Hyperolius rhodesianus
- Conservation status: Least Concern (IUCN 3.1)

Scientific classification
- Kingdom: Animalia
- Phylum: Chordata
- Class: Amphibia
- Order: Anura
- Family: Hyperoliidae
- Genus: Hyperolius
- Species: H. rhodesianus
- Binomial name: Hyperolius rhodesianus Laurent, 1948
- Synonyms: Hyperolius marmoratus rhodesianus Laurent, 1948 "1947" ; Hyperolius marginatus rhodesianus — Laurent, 1976 ;

= Hyperolius rhodesianus =

- Genus: Hyperolius
- Species: rhodesianus
- Authority: Laurent, 1948
- Conservation status: LC

Species of frog

Hyperolius rhodesianus is a species of frog in the family Hyperoliidae. H. rhodesianus is part of the Hyperolius viridiflavus superspecies, and it remains debated whether it should be considered a distinct species. It is currently known from extreme western Zimbabwe, but it is quite likely that its range extends into the adjacent Zambia and possibly Botswana. Common name Laurent's reed frog has been proposed for it.

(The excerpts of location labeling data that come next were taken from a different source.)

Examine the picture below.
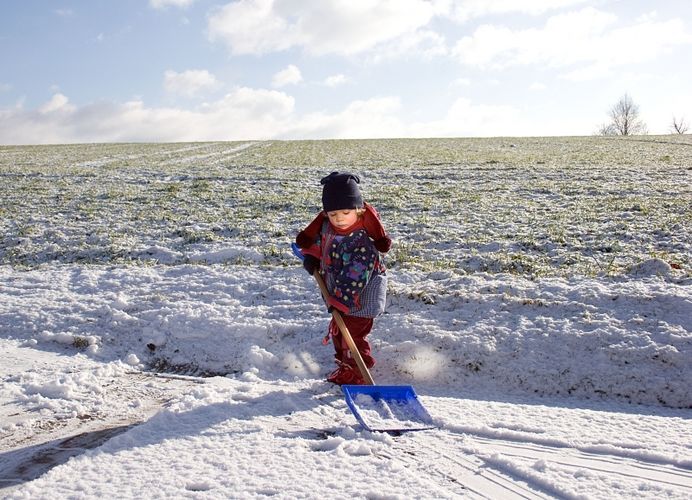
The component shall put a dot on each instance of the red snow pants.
(359, 328)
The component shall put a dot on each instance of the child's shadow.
(26, 464)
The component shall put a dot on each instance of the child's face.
(343, 218)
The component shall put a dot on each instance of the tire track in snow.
(464, 473)
(596, 461)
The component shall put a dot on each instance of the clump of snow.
(651, 267)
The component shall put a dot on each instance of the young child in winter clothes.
(344, 243)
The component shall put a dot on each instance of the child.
(344, 243)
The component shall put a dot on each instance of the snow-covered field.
(155, 328)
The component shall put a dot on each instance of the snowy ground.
(528, 381)
(546, 377)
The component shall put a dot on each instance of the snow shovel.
(384, 408)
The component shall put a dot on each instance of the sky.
(196, 70)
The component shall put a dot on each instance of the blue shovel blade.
(387, 407)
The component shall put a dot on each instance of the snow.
(542, 388)
(159, 339)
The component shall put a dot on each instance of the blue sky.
(193, 70)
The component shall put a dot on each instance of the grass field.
(527, 206)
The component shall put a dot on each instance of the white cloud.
(473, 9)
(190, 83)
(465, 119)
(324, 27)
(588, 39)
(537, 86)
(162, 4)
(242, 114)
(335, 80)
(361, 119)
(58, 102)
(462, 82)
(290, 75)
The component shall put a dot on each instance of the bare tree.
(624, 119)
(680, 126)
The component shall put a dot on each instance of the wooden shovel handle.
(344, 331)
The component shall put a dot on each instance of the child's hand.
(311, 263)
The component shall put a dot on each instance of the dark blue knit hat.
(341, 191)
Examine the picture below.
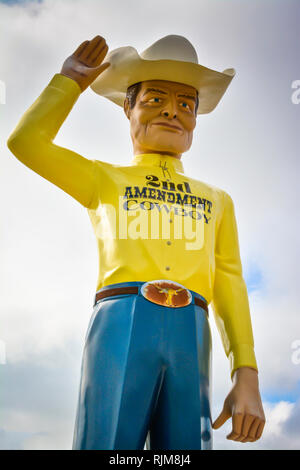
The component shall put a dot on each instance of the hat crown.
(172, 47)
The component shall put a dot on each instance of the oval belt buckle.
(166, 293)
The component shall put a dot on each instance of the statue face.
(163, 118)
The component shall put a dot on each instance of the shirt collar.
(157, 159)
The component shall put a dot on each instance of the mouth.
(168, 126)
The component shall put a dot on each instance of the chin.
(166, 147)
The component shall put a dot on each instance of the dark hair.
(134, 90)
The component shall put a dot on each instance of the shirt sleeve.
(32, 143)
(230, 298)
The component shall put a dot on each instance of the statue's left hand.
(243, 404)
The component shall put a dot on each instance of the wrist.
(245, 374)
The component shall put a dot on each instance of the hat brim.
(128, 67)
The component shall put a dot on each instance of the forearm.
(32, 142)
(41, 122)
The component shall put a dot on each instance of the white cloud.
(248, 146)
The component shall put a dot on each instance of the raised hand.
(85, 64)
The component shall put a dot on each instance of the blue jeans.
(145, 371)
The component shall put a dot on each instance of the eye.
(156, 99)
(185, 105)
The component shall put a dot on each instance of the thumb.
(101, 67)
(223, 416)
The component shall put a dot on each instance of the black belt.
(135, 290)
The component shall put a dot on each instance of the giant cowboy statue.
(168, 247)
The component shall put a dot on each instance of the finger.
(224, 416)
(252, 431)
(98, 55)
(94, 43)
(237, 423)
(96, 50)
(98, 70)
(247, 422)
(81, 48)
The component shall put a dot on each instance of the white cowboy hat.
(171, 58)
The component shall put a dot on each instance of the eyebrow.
(154, 89)
(191, 97)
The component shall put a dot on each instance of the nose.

Hyperolius rhodesianus occurs in emergent vegetation at the margins of swamps, rivers, and lakes in all types of savanna, grassland, and bush land habitats, and in many human-modified habitats such cultivated land and gardens. It will rapidly occupy recently created waterbodies. Breeding takes place in a wide variety of aquatic habitats, ranging from very small to very large ponds—usually temporary, but often also permanent ones. The eggs are deposited directly into the water.

Hyperolius rhodesianus is an extremely abundant and adaptable species that is not facing any significant threats. It occurs in the Hwange National Park and in the Matetsi safari area.